Thursday 15 March 2007

Write like an Egyptian


I'm still recovering from the shock of watching the repeat of The Great Global Warming Swindle. It was only as recently as last June when I was first introduced (by my fine friend and uber-entrepreneur Simon Moran) to the concept of 'carbon neutrality' and since then - non withstanding my intercontinental jogs - I have tried to do my little bit for the troposphere, convincing myself that turning off every last appliance from stand-by mode would help to stave off Armageddon for at least another five years or so. But now I too am wondering whether this whole man-made global warming malarkey is all so much hot air (ha, ha). The truly spooky thing is that nearly of the media has been presenting the whole CO2 emission equals Waterworld fantasy as inescapable scientific fact.

I wade through hundreds of pages of newspapers every week, but I'm beginning to suspect that I'm wasting my time and that all the great issues of our time - Global Warming, Al-Qaeda, the War on Terror, the Iraq War - are really the very best in modern fiction. I finished reading a few weeks back a little book I picked up on my New Year trip to Luxor, Egypt, called The Illusion of Progress in the Arab World. The author Galal Amin displays a monumental self-regard in his attempt to defend cronyism, conservatism and corruption in the Middle East, but on one point I think he might be on to something. He compares the American obsession with the War on Terror as the equivalent of the daily 'Two Minutes Hate' in Orwell's 1984 and speculates whether Al-Qaeda actually exists at all. Given that the entire argument for the invasion of Iraq was based on a pack of lies, I wonder whether both the War on Terror and man-made Global Warming frenzy are nothing more than mirages cooked up by an incompetent and corrupt government and a hysterical media.

On the subject of Egypt, I should explain my recent obsession with Arabic literature. We should all have some kind of obsessive Causabonish, over-vaunting project that has not the slightest chance of ever reaching fruition. (Readers of The Tower of London will recognise an allusion here to Soseki's tutor William Craig and his 30-year-plus Shakespeare Lexicon project). Mine is an on-off attempt to try and remap world literature from a non-Eurocentric perspective. I've always thought there really must be more to literature than reading another poll telling us that the greatest authors are Tolstoy, Flaubert and Jane Austen. Trying to get to the bottom of what the true map of world literature looks like is, however, a daunting task. For a start, there's about ten lifetimes of reading to be done. Then you're always in the hands of the translators. For example, I've no doubt that the Chinese writer Lu Xun is one of the great writers of the twentieth century, but all the English translations of his works are dire.

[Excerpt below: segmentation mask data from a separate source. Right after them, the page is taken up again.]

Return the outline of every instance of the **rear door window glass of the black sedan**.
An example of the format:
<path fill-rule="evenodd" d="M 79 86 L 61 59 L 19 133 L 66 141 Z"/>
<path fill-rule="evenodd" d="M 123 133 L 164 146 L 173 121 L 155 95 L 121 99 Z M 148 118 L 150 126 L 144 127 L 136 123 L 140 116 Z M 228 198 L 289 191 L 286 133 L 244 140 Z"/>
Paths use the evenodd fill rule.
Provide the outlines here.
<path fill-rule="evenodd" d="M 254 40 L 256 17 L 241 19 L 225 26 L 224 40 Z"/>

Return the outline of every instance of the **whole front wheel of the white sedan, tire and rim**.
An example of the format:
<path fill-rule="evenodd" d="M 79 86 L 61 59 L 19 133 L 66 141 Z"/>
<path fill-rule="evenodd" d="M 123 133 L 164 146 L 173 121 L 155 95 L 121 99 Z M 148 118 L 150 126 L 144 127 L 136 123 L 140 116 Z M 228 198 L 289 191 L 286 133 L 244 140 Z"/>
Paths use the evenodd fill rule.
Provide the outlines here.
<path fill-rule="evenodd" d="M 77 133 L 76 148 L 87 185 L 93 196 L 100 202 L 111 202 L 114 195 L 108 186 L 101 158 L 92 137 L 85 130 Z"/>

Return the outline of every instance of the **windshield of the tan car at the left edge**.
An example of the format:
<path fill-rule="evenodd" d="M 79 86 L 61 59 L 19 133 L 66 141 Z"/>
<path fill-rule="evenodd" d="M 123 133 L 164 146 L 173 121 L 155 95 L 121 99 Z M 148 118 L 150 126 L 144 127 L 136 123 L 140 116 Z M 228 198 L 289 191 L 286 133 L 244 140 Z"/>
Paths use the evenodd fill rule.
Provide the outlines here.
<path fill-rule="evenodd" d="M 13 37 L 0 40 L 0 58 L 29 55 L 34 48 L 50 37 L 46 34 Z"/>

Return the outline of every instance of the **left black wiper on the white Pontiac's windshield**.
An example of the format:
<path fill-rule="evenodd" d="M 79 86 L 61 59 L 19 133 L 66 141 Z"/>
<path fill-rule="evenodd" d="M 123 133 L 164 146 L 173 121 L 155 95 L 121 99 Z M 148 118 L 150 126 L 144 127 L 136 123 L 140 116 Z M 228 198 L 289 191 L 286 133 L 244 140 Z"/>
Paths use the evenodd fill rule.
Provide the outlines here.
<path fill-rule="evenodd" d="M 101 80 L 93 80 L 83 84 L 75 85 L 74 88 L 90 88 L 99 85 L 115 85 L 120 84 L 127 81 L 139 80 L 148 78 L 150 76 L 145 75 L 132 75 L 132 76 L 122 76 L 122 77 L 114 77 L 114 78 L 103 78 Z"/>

Anyway with Arabic literature the main man of the last century is Naguib Mahfouz so I've been munching through a few of his works. I started off with Children of the Alley which is incredibly good. It's Mahfouz's allegorical retelling of the story of mankind and the rise of Judaism, Christianity, Islam and modern science. Excited by this, and reading reports of Mahfouz as being the 'Shakespeare of the Middle East', I started stocking up on his works, planning to get through the monumental Cairo Trilogy and the popular Midaq Alley. At the shop in my hotel in Luxor, there was an entire bookcase filled with Mahfouz's novels, so I eased myself in with some of the thinner volumes such Adrift on the Nile and Akhenaton. But it was definitely a law of diminishing returns. Adrift on the Nile is at best OK and Akhenaton is tedious and uninspired (and this despite the pharaoh Akhenaton being an entirely fascinating subject! I think I must write a book about him myself one day).

Finally I started on Mahfouz's early work Thebes at War, which is laughably awful. Lo, behold noble dark-skinned Egyptians pitted against fair-skinned Hyksos foreigners and cardboard characters everywhere. Far from discovering a treasure trove of world classics, my conclusion is that Mahfouz is a writer who oscillated alarmingly between dross and genius. To all of us who have churned out our fair share of page filler however I think Mahfouz offers a guiding light - keep chipping away at it, keep knocking out rubbish like Thebes at War and one day you too might hone your skills enough to produce a Children of the Alley.